Une fois de plus, Total défraie la chronique médiatique. Après les procès Erika et AZF, les nombreux et tragiques accidents survenus sur plusieurs sites industriels français du groupe en 2009, c’est cette fois-ci dans le domaine économique et social que la première entreprise de France s’est récemment et bruyamment faite remarquer en annonçant la possible fermeture prochaine de sa raffinerie des Flandres, à côté de Dunkerque (lire notre reportage, ndlr).
Pour une association comme les Amis de la Terre, qui œuvre depuis 40 ans à faire de l’écologie politique une force de transformation et de modernisation radicale de la société, l’annonce de la fermeture de la raffinerie de Total ne peut qu’être sujette à un débat profond et sensible, tant il touche à ses valeurs mêmes.

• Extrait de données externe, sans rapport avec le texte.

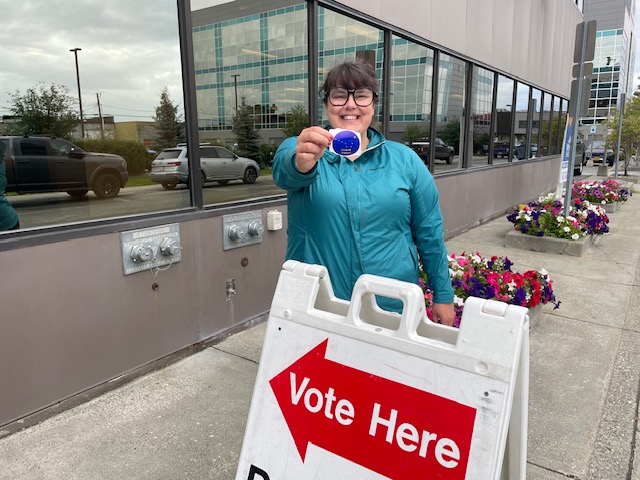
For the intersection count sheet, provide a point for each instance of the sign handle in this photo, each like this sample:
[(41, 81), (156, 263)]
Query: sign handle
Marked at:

Sur le plan humain, force est d’admettre que la fermeture de ce site serait une catastrophe socio-économique, alors que la région dunkerquoise est déjà sévèrement touchée par la désindustrialisation des dernières décennies. Des milliers d’emplois directs et indirects seraient impactés, avec les conséquences que l’on peut facilement imaginer pour autant de foyers. Cela serait d’autant plus scandaleux que le groupe Total a accumulé depuis des années plusieurs dizaines de milliards d’euros de bénéfices, en grande partie reversés directement à des actionnaires qui figurent parmi les plus choyés du CAC40. D’autant plus scandaleux aussi car Total, riche de sa manne, investit des sommes considérables dans d’autres projets de raffinage à l’étranger, comme celui de Jubail en Arabie Saoudite, ou de Port-Arthur au Texas ; deux projets qui, selon le groupe, représenteront environ 500 millions d’euros annuels d’investissements sur la période 2009-2013.

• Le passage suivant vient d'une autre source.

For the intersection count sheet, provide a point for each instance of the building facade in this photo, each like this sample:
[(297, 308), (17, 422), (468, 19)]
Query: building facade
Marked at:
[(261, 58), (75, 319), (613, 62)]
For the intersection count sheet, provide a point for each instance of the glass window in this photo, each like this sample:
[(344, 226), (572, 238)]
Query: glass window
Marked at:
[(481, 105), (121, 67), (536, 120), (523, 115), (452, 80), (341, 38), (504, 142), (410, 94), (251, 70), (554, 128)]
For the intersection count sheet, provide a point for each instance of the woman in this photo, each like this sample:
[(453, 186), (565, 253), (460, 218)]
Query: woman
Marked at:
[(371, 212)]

Mais il faut également être réaliste, et tenir compte des évolutions mondiales actuelles et prévisibles pour les prochaines décennies. Être réaliste, et tenir compte des contraintes environnementales et géologiques inéluctables à venir. Car le raffinage est désormais structurellement déficitaire et surcapacitaire dans les pays riches et industrialisés du Nord, et cela pour la meilleure raison qui puisse être : la mutation du parc automobile de l’essence vers le diesel, certes, mais aussi la baisse de la consommation en valeur absolue dans ces pays. Demain, les véhicules, c’est inéluctable car il n’y aura pas le choix, consommeront moins qu’aujourd’hui. Après-demain, la pénurie mondiale de pétrole rendra nos modes de vie, essentiellement basés sur des transports routiers peu onéreux mais inefficients en termes énergétiques, impossibles sur le plan économique. Et, dès aujourd’hui, le réchauffement climatique et les pollutions atmosphériques impose la transformation radicale de nos sociétés vers l’ère de l’après-pétrole, seule solution pour assurer la survie de l’Humanité à l’échelle du siècle à venir.

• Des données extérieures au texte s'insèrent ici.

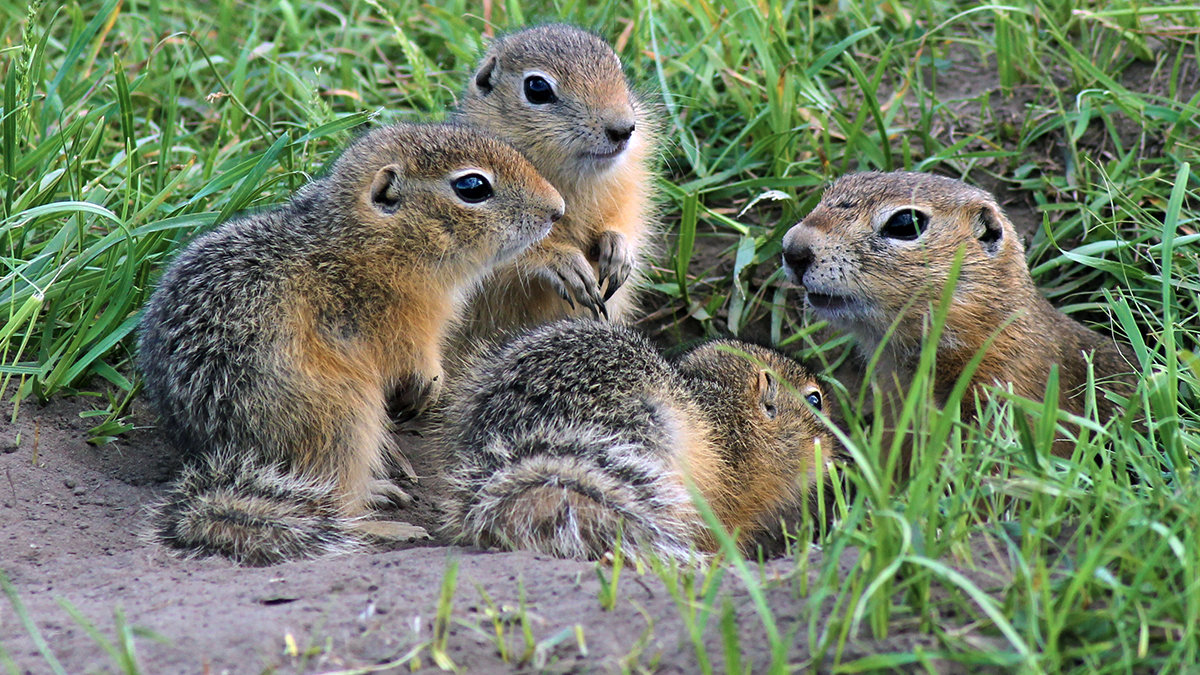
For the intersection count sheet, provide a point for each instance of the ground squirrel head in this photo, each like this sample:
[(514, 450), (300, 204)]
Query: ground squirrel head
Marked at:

Soyons clairs : il ne s’agit pas de prendre la défense de Total, qui aurait pu mieux préparer l’avenir de ce site, et qui s’inquiète surtout de considérations strictement financières plutôt que du devenir de ses salariés. Mais il est aussi gênant d’entendre certains de ces derniers exiger la poursuite de l’activité d’une raffinerie vouée à une disparition certaine et même souhaitable sur le plan environnemental ; de même qu’il semble difficile de reprocher à Total de vouloir s’adapter à un marché en mutation et par essence (sic) ultra-mondialisé, à moins de souhaiter, en tant que salarié, l’échec commercial de son entreprise, ou bien de refuser ensuite, par cohérence, d’en partager les bénéfices et les avantages.
Ce ne sont pas les investissements de Total en Arabie Saoudite qu’il faut condamner ; ce sont tous les investissements dirigés vers l’augmentation de l’activité d’un secteur ultra-polluant qui connaît ses dernières heures de gloire et qui s’acharne à vouloir perpétuer un modèle énergétique insoutenable dont les citoyens du monde entier, et surtout les plus pauvres d’entre eux, subissent déjà les très lourdes conséquences sociales, environnementales et sanitaires.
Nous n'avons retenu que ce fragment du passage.